Он опять пошел вдоль бульвара. Его окликнули женские голоса. Зина Карсавина и учительница Дубова сидели на одной из бульварных скамеек. Было уже совсем темно, и из тени едва виднелись их фигуры, в темных платьях, без шляп и с книгами в руках. Юрий быстро и охотно подошел.
– Откуда? – спросил он, здороваясь.
– В библиотеке были, – ответила Карсавина.
Дубова молча подвинулась, очищая возле себя место, и хотя Юрию хотелось сесть возле Карсавиной, но было неловко, и он сел рядом с некрасивой учительницей.
– Отчего у вас такое мрачно-раздирательное лицо? – спросила Дубова, по привычке язвительно кривя свои тонкие, сухие губы.
– С чего вы взяли, мрачное? Самое веселое. А впрочем, и вправду, скучно что-то…
– Делать вам, видно, нечего, – насмешливо возразила Дубова.
– А вам есть что делать?
– Да, плакать некогда.
– Я и не плачу.
– Ну, хнычете… – шутила Дубова.
– Так уж жизнь моя сложилась теперь, что я и смеяться разучился.
В голосе его прорвались такие горькие нотки, что все невольно примолкли. Юрий помолчал и улыбнулся.
– Один мой приятель говорил мне, что жизнь моя назидательна, – сказал он, хотя никто этого не говорил.
– В каком смысле? – спросила Карсавина осторожно.
– В смысле того, как не следует жить человеку.
– А, ну расскажите. Авось и мы извлечем какую-нибудь пользу из этого примера… – предложила Дубова.
Юрий свою жизнь считал исключительно неудачной, а себя исключительно несчастным человеком. В этом было какое-то грустное удовлетворение, и было приятно жаловаться на свою жизнь и людей. С мужчинами он никогда не говорил об этом, инстинктивно чувствуя, что они ему не поверят, но с женщинами, особенно молодыми и красивыми, охотно и подолгу говорил о себе. Он был красив и хорошо говорил, и женщины всегда проникались к нему жалостью и влюбленностью.
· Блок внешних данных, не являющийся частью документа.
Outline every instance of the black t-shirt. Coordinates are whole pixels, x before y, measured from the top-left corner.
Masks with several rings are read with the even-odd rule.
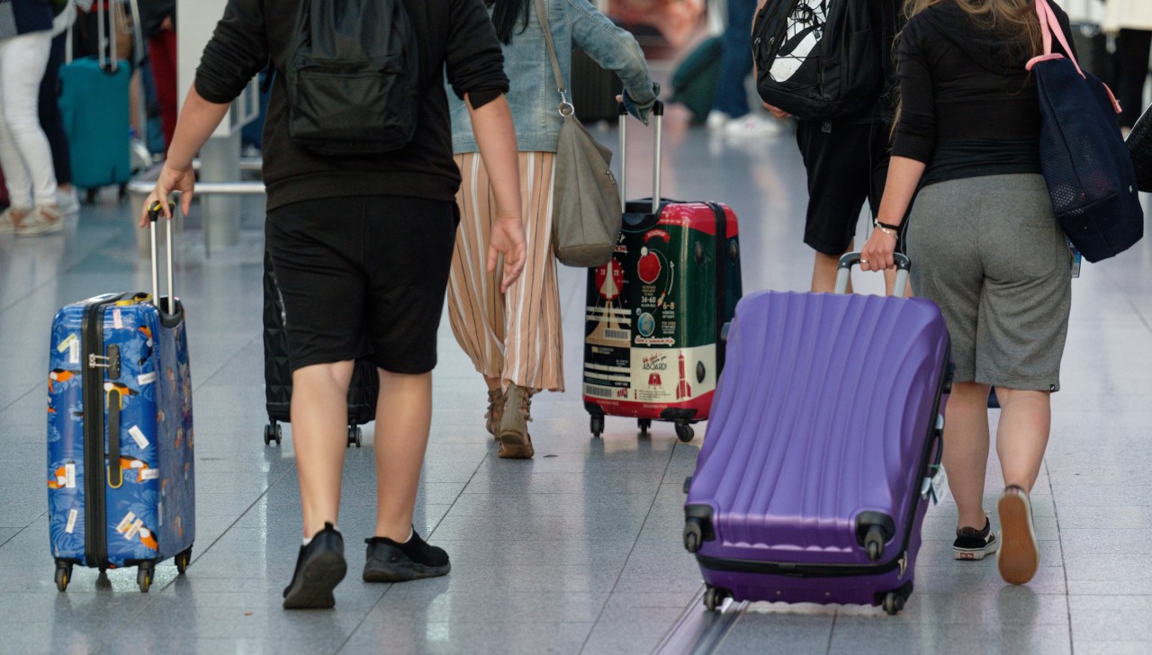
[[[229,0],[196,70],[196,90],[230,102],[271,58],[276,75],[264,124],[268,210],[342,196],[414,196],[454,201],[460,170],[452,159],[447,78],[479,107],[508,91],[503,55],[483,0],[403,0],[420,48],[424,105],[416,135],[382,155],[331,157],[298,147],[288,135],[285,64],[300,0]]]
[[[1052,8],[1070,35],[1067,14]],[[908,22],[899,52],[901,116],[892,154],[927,163],[922,184],[1040,172],[1039,98],[1025,69],[1030,44],[946,0]]]

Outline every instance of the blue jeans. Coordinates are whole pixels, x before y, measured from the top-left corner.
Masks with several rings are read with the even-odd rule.
[[[734,119],[749,113],[744,79],[752,73],[752,18],[756,0],[728,0],[728,25],[723,32],[720,78],[712,108]]]

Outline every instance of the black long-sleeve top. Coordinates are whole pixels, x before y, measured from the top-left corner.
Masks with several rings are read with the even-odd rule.
[[[1049,5],[1070,35],[1067,14]],[[952,0],[912,16],[899,44],[901,115],[892,154],[927,163],[922,184],[1040,173],[1031,58],[1030,44],[982,25]]]
[[[420,51],[423,111],[412,140],[394,152],[321,155],[288,135],[283,71],[293,53],[301,0],[229,0],[196,70],[196,91],[230,102],[271,58],[276,75],[264,124],[267,208],[341,196],[415,196],[455,200],[460,170],[452,159],[452,128],[444,89],[479,107],[508,91],[503,55],[483,0],[403,0]]]

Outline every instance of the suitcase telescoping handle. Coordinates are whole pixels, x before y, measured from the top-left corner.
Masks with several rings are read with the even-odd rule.
[[[176,204],[175,203],[168,203],[168,212],[170,213],[170,212],[175,212],[175,211],[176,211]],[[157,257],[157,254],[159,254],[159,253],[157,253],[157,245],[156,245],[156,230],[157,230],[157,227],[158,227],[156,224],[156,222],[158,220],[160,220],[161,215],[164,215],[162,207],[160,205],[160,201],[157,200],[157,201],[152,203],[152,205],[147,208],[147,218],[149,218],[150,221],[152,221],[152,229],[149,230],[149,234],[151,235],[151,238],[152,238],[152,304],[156,305],[156,309],[160,310],[160,312],[162,312],[162,313],[174,314],[174,313],[176,313],[176,295],[172,290],[172,271],[173,271],[172,259],[173,258],[172,258],[172,224],[170,223],[167,226],[167,229],[164,230],[164,234],[165,234],[165,237],[166,237],[165,241],[167,242],[167,251],[168,251],[167,252],[167,254],[168,254],[168,303],[167,303],[167,306],[164,306],[160,303],[160,260]]]
[[[655,116],[655,153],[652,163],[652,213],[660,211],[660,142],[664,140],[664,102],[657,100],[652,105]],[[627,210],[628,204],[628,109],[620,104],[620,210]]]
[[[912,260],[908,259],[907,254],[899,252],[893,253],[893,259],[896,261],[896,283],[892,290],[892,295],[903,298],[904,291],[908,289],[908,272],[912,269]],[[851,272],[852,266],[859,262],[861,253],[858,252],[849,252],[840,258],[834,294],[844,294],[848,291],[848,274]]]

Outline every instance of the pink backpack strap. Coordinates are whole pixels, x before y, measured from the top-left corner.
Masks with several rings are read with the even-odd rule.
[[[1025,68],[1028,70],[1032,70],[1032,67],[1038,62],[1064,58],[1064,55],[1060,53],[1052,52],[1052,37],[1055,36],[1056,41],[1060,44],[1062,48],[1064,48],[1064,52],[1068,53],[1068,60],[1071,61],[1073,66],[1076,67],[1076,73],[1078,73],[1081,77],[1085,77],[1084,71],[1079,67],[1079,62],[1076,61],[1076,55],[1073,54],[1071,46],[1068,45],[1068,39],[1067,37],[1064,37],[1064,30],[1060,26],[1060,20],[1056,18],[1056,13],[1053,12],[1052,7],[1048,6],[1048,1],[1036,0],[1036,13],[1040,17],[1040,38],[1044,41],[1044,54],[1030,59]],[[1116,113],[1119,114],[1121,112],[1120,102],[1116,100],[1116,97],[1112,93],[1112,89],[1108,89],[1108,85],[1105,84],[1104,90],[1108,92],[1108,98],[1112,100],[1112,106],[1116,109]]]

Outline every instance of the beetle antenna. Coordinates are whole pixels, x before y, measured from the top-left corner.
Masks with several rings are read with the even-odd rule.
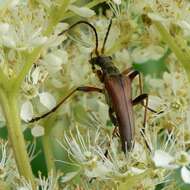
[[[102,49],[101,49],[102,54],[104,53],[104,49],[105,49],[106,41],[108,39],[108,35],[109,35],[110,29],[111,29],[111,25],[112,25],[112,19],[110,20],[110,23],[109,23],[109,26],[108,26],[108,29],[107,29],[107,32],[106,32],[106,36],[104,38],[104,43],[103,43],[103,46],[102,46]]]
[[[92,24],[90,24],[89,22],[87,22],[87,21],[78,21],[75,24],[71,25],[68,29],[66,29],[63,32],[59,33],[58,35],[60,36],[60,35],[64,34],[65,32],[69,31],[70,29],[72,29],[73,27],[75,27],[78,24],[87,24],[94,31],[95,38],[96,38],[95,54],[96,54],[96,56],[99,56],[99,52],[98,52],[98,34],[97,34],[97,31],[96,31],[96,28]]]

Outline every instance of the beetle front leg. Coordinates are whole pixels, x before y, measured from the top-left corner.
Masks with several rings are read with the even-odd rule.
[[[146,101],[145,104],[144,104],[144,100]],[[136,97],[133,101],[133,106],[137,105],[137,104],[142,104],[142,106],[144,106],[145,108],[145,112],[144,112],[144,122],[143,122],[143,126],[145,128],[145,125],[146,125],[146,115],[147,115],[147,109],[150,109],[148,108],[148,94],[141,94],[139,95],[138,97]],[[152,110],[152,109],[151,109]]]
[[[114,124],[114,126],[115,126],[112,135],[113,135],[113,136],[114,136],[114,135],[117,136],[117,127],[119,126],[119,124],[118,124],[118,121],[117,121],[116,116],[114,115],[114,111],[113,111],[113,109],[112,109],[111,107],[109,108],[109,117],[110,117],[110,119],[111,119],[111,122],[112,122],[112,123]]]
[[[91,86],[80,86],[75,88],[74,90],[72,90],[66,97],[64,97],[53,109],[51,109],[50,111],[48,111],[47,113],[38,116],[38,117],[34,117],[32,118],[29,123],[33,123],[35,121],[38,121],[40,119],[45,118],[46,116],[50,115],[51,113],[55,112],[70,96],[72,96],[75,92],[77,91],[81,91],[81,92],[99,92],[99,93],[103,93],[103,90],[100,88],[96,88],[96,87],[91,87]]]
[[[142,94],[142,79],[141,79],[141,74],[139,71],[134,70],[132,67],[126,69],[125,71],[122,72],[122,74],[127,75],[133,81],[133,79],[138,76],[139,77],[139,89],[140,89],[140,94]]]

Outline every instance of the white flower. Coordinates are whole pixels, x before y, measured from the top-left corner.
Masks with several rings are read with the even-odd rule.
[[[95,15],[95,12],[87,7],[77,7],[75,5],[70,5],[69,10],[81,17],[92,17]]]
[[[113,2],[117,5],[120,5],[121,4],[121,0],[113,0]]]
[[[40,97],[41,104],[43,104],[49,110],[56,106],[56,100],[49,92],[42,92],[38,95]]]
[[[190,184],[190,170],[187,169],[185,166],[181,168],[181,177],[185,183]]]
[[[37,190],[53,190],[57,189],[57,175],[55,175],[53,172],[51,172],[47,178],[42,177],[39,175],[39,182],[38,182],[38,188]]]
[[[78,175],[78,172],[69,172],[63,177],[61,177],[60,183],[67,183]]]
[[[8,23],[0,23],[0,34],[6,34],[9,31],[9,24]]]
[[[56,50],[52,53],[46,54],[44,59],[41,61],[43,66],[47,69],[50,75],[62,69],[62,64],[67,63],[68,54],[64,50]]]
[[[166,169],[175,169],[178,167],[174,164],[175,158],[162,150],[155,151],[153,161],[157,167],[162,167]]]

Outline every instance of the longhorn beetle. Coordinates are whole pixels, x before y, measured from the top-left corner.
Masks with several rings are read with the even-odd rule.
[[[91,59],[89,60],[89,63],[91,64],[92,71],[97,74],[100,82],[104,84],[104,89],[91,86],[77,87],[72,90],[66,97],[64,97],[52,110],[39,117],[33,118],[29,122],[38,121],[39,119],[42,119],[52,112],[56,111],[76,91],[104,93],[105,97],[108,99],[110,119],[115,126],[119,127],[122,150],[126,153],[126,151],[130,151],[132,149],[134,144],[133,141],[135,124],[133,106],[141,103],[145,107],[144,127],[146,122],[147,109],[153,112],[155,111],[148,108],[148,95],[142,93],[140,73],[133,70],[132,68],[128,68],[121,73],[118,68],[114,66],[112,62],[112,57],[103,55],[105,44],[111,29],[112,20],[110,21],[104,38],[101,54],[99,54],[98,51],[99,41],[96,28],[87,21],[76,22],[75,24],[71,25],[67,30],[61,32],[59,35],[62,35],[63,33],[69,31],[71,28],[79,24],[88,25],[95,34],[95,57],[92,57],[91,54]],[[132,81],[136,76],[139,76],[139,87],[141,94],[134,100],[132,100]],[[144,100],[146,101],[145,104]]]

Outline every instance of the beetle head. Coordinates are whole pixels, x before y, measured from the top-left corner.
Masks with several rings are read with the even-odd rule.
[[[89,60],[89,63],[91,64],[93,70],[95,69],[96,65],[104,68],[110,62],[112,62],[111,56],[97,56]]]

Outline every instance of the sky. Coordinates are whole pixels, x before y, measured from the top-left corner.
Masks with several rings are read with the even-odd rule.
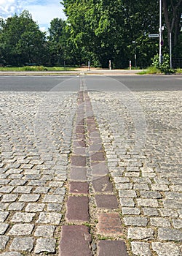
[[[60,0],[0,0],[0,18],[6,19],[28,10],[41,31],[47,31],[55,18],[66,19]]]

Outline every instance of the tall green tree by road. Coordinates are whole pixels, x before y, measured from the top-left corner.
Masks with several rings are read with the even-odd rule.
[[[145,66],[156,53],[156,43],[148,37],[149,32],[158,29],[156,3],[65,0],[63,4],[71,41],[93,62],[108,67],[111,59],[114,67],[127,67],[136,46],[141,65]]]
[[[44,61],[47,56],[45,34],[28,11],[1,20],[0,26],[1,62],[19,66]]]
[[[66,59],[65,50],[67,38],[66,37],[66,21],[58,18],[50,23],[48,36],[49,64],[54,65],[63,65]]]
[[[181,1],[162,0],[167,31],[173,29],[174,45],[181,31]],[[134,62],[137,53],[138,65],[149,65],[159,49],[159,39],[148,36],[158,33],[159,3],[159,0],[63,0],[72,53],[103,67],[108,67],[111,59],[117,67],[128,66],[129,59]],[[178,48],[178,53],[181,50]]]
[[[181,53],[182,52],[182,0],[162,0],[162,6],[167,29],[168,45],[170,45],[170,33],[171,33],[173,46],[178,56],[178,49],[179,50],[181,49]]]

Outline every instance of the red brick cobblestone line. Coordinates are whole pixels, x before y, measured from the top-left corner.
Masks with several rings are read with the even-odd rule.
[[[89,172],[91,178],[88,178]],[[108,173],[88,93],[79,91],[71,156],[66,223],[62,227],[59,256],[127,255],[121,238],[123,232],[118,201]],[[90,225],[90,187],[96,203],[98,223],[94,230]],[[96,249],[92,246],[91,233],[96,240]]]

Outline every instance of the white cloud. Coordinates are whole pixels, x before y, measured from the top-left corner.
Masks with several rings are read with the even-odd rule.
[[[55,18],[66,19],[60,0],[0,0],[0,18],[7,18],[28,10],[42,31]]]
[[[60,4],[28,5],[26,10],[32,14],[33,20],[39,25],[50,24],[55,18],[65,18]]]
[[[22,10],[18,0],[0,0],[0,17],[7,18]]]

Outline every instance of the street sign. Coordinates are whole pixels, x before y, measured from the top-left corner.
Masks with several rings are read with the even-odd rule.
[[[159,37],[159,34],[149,34],[149,37]]]

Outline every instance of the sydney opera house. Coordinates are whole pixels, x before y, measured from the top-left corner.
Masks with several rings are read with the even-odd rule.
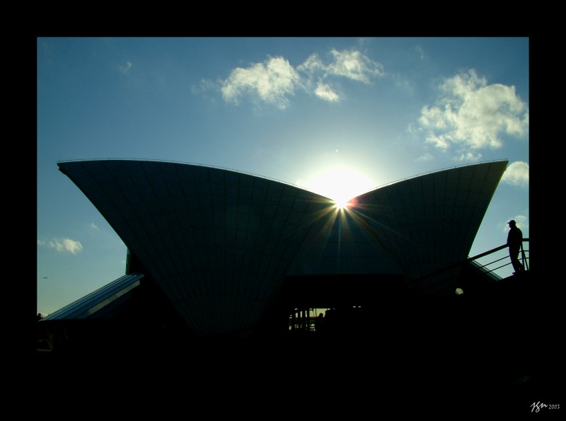
[[[339,208],[300,187],[212,166],[59,162],[123,241],[127,263],[124,277],[41,321],[129,318],[249,338],[287,333],[314,308],[451,296],[470,276],[472,263],[460,263],[507,165],[415,176]]]

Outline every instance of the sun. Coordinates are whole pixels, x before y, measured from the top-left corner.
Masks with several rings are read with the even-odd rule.
[[[308,189],[334,201],[338,209],[350,207],[351,200],[371,189],[369,180],[345,166],[329,168],[318,173],[308,183]]]

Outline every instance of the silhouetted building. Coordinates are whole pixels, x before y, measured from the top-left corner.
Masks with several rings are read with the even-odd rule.
[[[123,241],[127,263],[124,277],[39,323],[122,317],[143,321],[140,330],[246,338],[285,331],[296,308],[454,294],[455,264],[468,257],[507,163],[407,178],[339,209],[297,186],[211,166],[59,162]]]

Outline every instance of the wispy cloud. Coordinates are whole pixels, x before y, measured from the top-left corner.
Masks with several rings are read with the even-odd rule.
[[[517,161],[509,164],[503,173],[502,182],[521,187],[529,185],[529,164]]]
[[[503,145],[502,134],[521,137],[529,132],[529,107],[514,86],[488,85],[474,70],[445,79],[437,103],[421,110],[419,124],[425,142],[448,150],[454,158],[474,161],[483,149]]]
[[[432,155],[431,155],[430,154],[429,154],[428,152],[427,152],[426,154],[419,156],[415,161],[416,161],[417,162],[421,162],[421,161],[432,161],[433,159],[434,159],[434,157]]]
[[[287,108],[288,95],[300,85],[300,78],[289,62],[283,57],[270,57],[267,62],[256,63],[248,69],[233,69],[222,82],[222,97],[227,102],[238,103],[241,96],[251,95],[261,101]]]
[[[83,250],[83,246],[80,241],[70,238],[54,238],[49,242],[37,240],[37,246],[45,246],[59,252],[68,252],[73,254],[76,254]]]
[[[383,74],[381,64],[355,50],[332,50],[328,57],[325,62],[313,54],[296,68],[282,57],[269,57],[262,63],[234,69],[216,86],[226,102],[237,105],[241,98],[249,98],[256,103],[272,104],[284,110],[289,105],[289,97],[298,90],[325,101],[337,102],[343,99],[337,85],[340,79],[369,83],[372,78]],[[210,87],[209,81],[202,81],[203,91]]]

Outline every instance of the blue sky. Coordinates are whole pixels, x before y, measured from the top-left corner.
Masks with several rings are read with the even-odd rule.
[[[209,165],[339,198],[508,159],[470,255],[511,219],[529,237],[528,38],[39,38],[37,65],[43,315],[125,272],[59,161]]]

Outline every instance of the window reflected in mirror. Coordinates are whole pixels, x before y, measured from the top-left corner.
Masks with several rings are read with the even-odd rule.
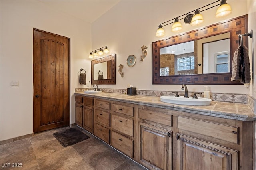
[[[160,49],[160,76],[230,72],[229,32]]]

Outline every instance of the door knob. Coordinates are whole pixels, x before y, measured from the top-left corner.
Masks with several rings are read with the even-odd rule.
[[[39,96],[42,96],[42,95],[36,95],[36,97],[39,97]]]

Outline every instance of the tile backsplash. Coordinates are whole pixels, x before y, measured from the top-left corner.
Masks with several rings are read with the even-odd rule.
[[[114,93],[116,93],[126,94],[126,89],[101,89],[104,92]],[[77,88],[75,91],[82,92],[88,89]],[[178,91],[180,96],[184,95],[184,92]],[[137,94],[151,96],[161,96],[164,95],[175,95],[176,91],[160,91],[153,90],[137,90]],[[204,93],[197,92],[198,97],[203,97]],[[193,93],[188,93],[189,96],[193,96]],[[211,99],[212,101],[223,102],[235,103],[248,104],[256,113],[256,99],[253,96],[244,94],[225,93],[210,93]]]

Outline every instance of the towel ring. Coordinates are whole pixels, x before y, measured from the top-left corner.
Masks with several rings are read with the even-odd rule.
[[[82,73],[81,72],[83,70],[84,71],[84,73],[86,73],[86,71],[85,71],[85,70],[84,69],[80,69],[80,73]]]
[[[103,74],[103,72],[101,70],[99,70],[99,72],[98,73],[99,75],[102,75]]]
[[[238,35],[238,37],[239,38],[239,40],[238,40],[238,45],[242,46],[243,45],[243,36],[248,36],[250,38],[252,38],[252,30],[250,30],[249,31],[249,32],[247,32],[243,34]]]
[[[238,35],[238,37],[239,38],[239,40],[238,40],[238,45],[239,46],[241,45],[242,47],[244,45],[244,43],[243,42],[243,34],[239,34]]]

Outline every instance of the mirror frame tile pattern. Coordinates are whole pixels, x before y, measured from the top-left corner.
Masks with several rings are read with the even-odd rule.
[[[160,76],[160,49],[168,46],[230,32],[230,63],[232,63],[234,52],[238,47],[238,35],[248,32],[248,16],[246,14],[153,42],[152,43],[152,84],[242,84],[239,81],[230,80],[232,65],[230,66],[230,73]],[[248,38],[245,37],[244,38],[244,45],[248,47]]]
[[[116,54],[114,54],[108,55],[98,59],[92,60],[91,61],[91,77],[92,79],[92,84],[116,84]],[[111,73],[111,79],[105,79],[103,80],[94,79],[94,65],[105,61],[111,61],[112,68],[111,70],[108,71]]]

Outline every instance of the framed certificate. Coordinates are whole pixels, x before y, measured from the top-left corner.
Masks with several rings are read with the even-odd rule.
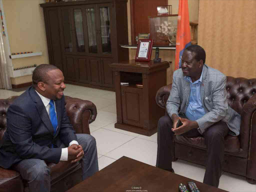
[[[138,40],[135,60],[149,62],[152,52],[153,40]]]

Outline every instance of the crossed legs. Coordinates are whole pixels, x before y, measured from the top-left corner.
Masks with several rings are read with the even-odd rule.
[[[78,142],[82,146],[84,154],[80,160],[82,179],[85,180],[98,171],[96,141],[92,136],[76,134]],[[66,147],[64,145],[60,148]],[[50,192],[50,168],[44,160],[37,158],[24,160],[14,165],[14,170],[20,172],[28,181],[30,191]]]
[[[172,158],[174,155],[174,133],[172,131],[172,121],[168,115],[162,116],[158,121],[158,154],[156,166],[172,170]],[[222,172],[224,158],[224,138],[228,133],[225,122],[218,122],[202,134],[207,146],[208,160],[204,182],[218,187]],[[182,136],[194,138],[202,136],[196,129],[192,129]]]

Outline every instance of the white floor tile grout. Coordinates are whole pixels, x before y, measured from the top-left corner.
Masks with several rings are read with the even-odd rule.
[[[121,134],[120,132],[118,132],[118,134]],[[132,140],[134,140],[135,138],[136,138],[134,136],[134,138],[132,138],[132,139],[131,139],[131,140],[128,140],[128,142],[124,142],[124,143],[122,144],[121,144],[120,146],[118,146],[117,148],[114,148],[113,150],[110,150],[110,152],[107,152],[106,154],[104,154],[103,156],[105,156],[106,154],[109,154],[109,153],[110,153],[110,152],[112,152],[113,150],[116,150],[116,149],[117,149],[117,148],[120,148],[120,147],[121,146],[124,146],[124,144],[127,144],[128,142],[130,142]]]

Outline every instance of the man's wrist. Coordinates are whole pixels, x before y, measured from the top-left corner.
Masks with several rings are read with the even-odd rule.
[[[180,117],[176,114],[174,114],[172,115],[172,122],[174,122],[175,120],[177,118],[178,118]]]

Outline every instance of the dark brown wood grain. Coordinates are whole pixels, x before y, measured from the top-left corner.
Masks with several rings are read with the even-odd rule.
[[[62,71],[67,82],[114,90],[108,64],[128,59],[127,0],[94,0],[40,4],[44,8],[50,64]],[[110,45],[102,40],[100,9],[109,9]],[[86,10],[94,9],[96,44],[89,46]],[[74,12],[81,12],[84,46],[78,46]],[[108,52],[108,50],[111,50]],[[93,58],[93,59],[92,59]]]
[[[167,62],[124,60],[110,64],[115,78],[118,128],[150,136],[164,110],[156,104],[158,90],[166,85]],[[120,86],[120,82],[128,82]],[[142,85],[139,86],[136,84]]]
[[[226,192],[124,156],[67,192],[176,192],[178,184],[192,180],[202,192]]]

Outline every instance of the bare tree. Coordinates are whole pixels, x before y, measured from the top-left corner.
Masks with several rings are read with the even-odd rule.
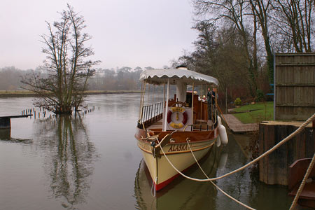
[[[255,40],[257,26],[254,24],[253,36],[248,27],[248,22],[253,21],[251,8],[245,0],[194,0],[195,14],[206,19],[207,22],[216,25],[224,25],[234,27],[234,36],[241,38],[235,38],[240,42],[242,47],[241,53],[246,64],[244,66],[248,71],[248,88],[253,97],[258,88],[258,58],[257,41]],[[255,23],[255,20],[253,20]],[[222,24],[223,23],[223,24]]]
[[[92,37],[83,31],[86,27],[83,17],[69,4],[60,15],[61,21],[52,26],[46,22],[49,34],[41,36],[45,45],[42,52],[47,55],[41,67],[45,74],[29,75],[22,82],[28,85],[25,89],[38,94],[36,105],[69,114],[81,105],[87,80],[99,61],[86,59],[94,51],[85,46]]]
[[[275,1],[275,23],[280,33],[292,41],[288,45],[288,51],[312,52],[315,38],[314,4],[314,0]]]

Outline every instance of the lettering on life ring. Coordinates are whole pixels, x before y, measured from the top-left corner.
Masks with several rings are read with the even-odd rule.
[[[173,121],[172,121],[172,115],[174,113],[179,112],[183,114],[183,120],[181,120],[181,122],[175,123]],[[188,119],[188,115],[187,114],[186,111],[183,107],[171,107],[170,110],[167,112],[167,123],[169,123],[169,126],[174,127],[174,128],[181,128],[183,127],[185,124],[186,124],[187,120]]]

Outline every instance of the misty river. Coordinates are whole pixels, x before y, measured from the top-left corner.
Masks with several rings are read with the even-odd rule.
[[[155,195],[134,136],[139,94],[87,97],[93,111],[11,119],[0,130],[0,209],[245,209],[210,183],[178,177]],[[33,98],[0,99],[0,116],[33,108]],[[211,177],[248,162],[232,134],[201,162]],[[197,167],[187,174],[204,178]],[[251,169],[216,181],[258,209],[288,209],[286,187],[259,182]],[[155,196],[154,196],[155,195]]]

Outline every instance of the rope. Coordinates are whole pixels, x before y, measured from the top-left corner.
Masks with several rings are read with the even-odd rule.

И на этот раз, начав с шутки, Юрий легко вошел в привычный тон и долго говорил о своей жизни. По его словам выходило так, что он, человек огромной силы, заеден средой и обстоятельствами, что его не поняли в партии и что в том, что из него вышел не вождь народа, а обыкновенный высланный по ничтожной причине студент, виновата роковая случайность и людская глупость, а не он сам. Юрию, как всем людям с большим самолюбием, не приходило в голову, что это не доказывает его исключительной силы и что всякий гениальный человек окружен такими же случайностями и людьми. Ему казалось, что только его одного преследует тяжелый и неодолимый рок.
И так как он рассказывал очень красиво, живо и ярко, то выходило похоже на правду, и девушки верили ему, жалели и грустили вместе с пим. Музыка играла все так же нестройно, но жалобно, вечер был темный, задумчивый, и им всем было мечтательно-грустно. Когда Юрий замолчал, Дубова, отвечая на свои собственные думы о том, что ее жизнь скучна, однообразна и что скоро она уже состарится, не испытав счастья и любви, тихо спросила:
– Скажите, Юрий Николаевич, вам никогда не приходила в голову мысль о самоубийстве?
– Почему вы меня спрашиваете об этом?
– Так.
Они помолчали.
– Вы, значит, были в комитете? – с любопытством спросила Карсавина.
– Да, – коротко и как будто неохотно ответил Юрий, но ему было приятно признаться в этом, потому что он думал, будто это придает ему какой-то мрачный интерес в глазах красивой и молодой девушки.
Потом Юрий проводил их домой. Дорогой много говорили и смеялись, и уже не было грустно.
– Какой он славный! – сказала Карсавина, когда Юрий ушел.
– Смотри, не влюбись! – погрозила пальцем Дубова.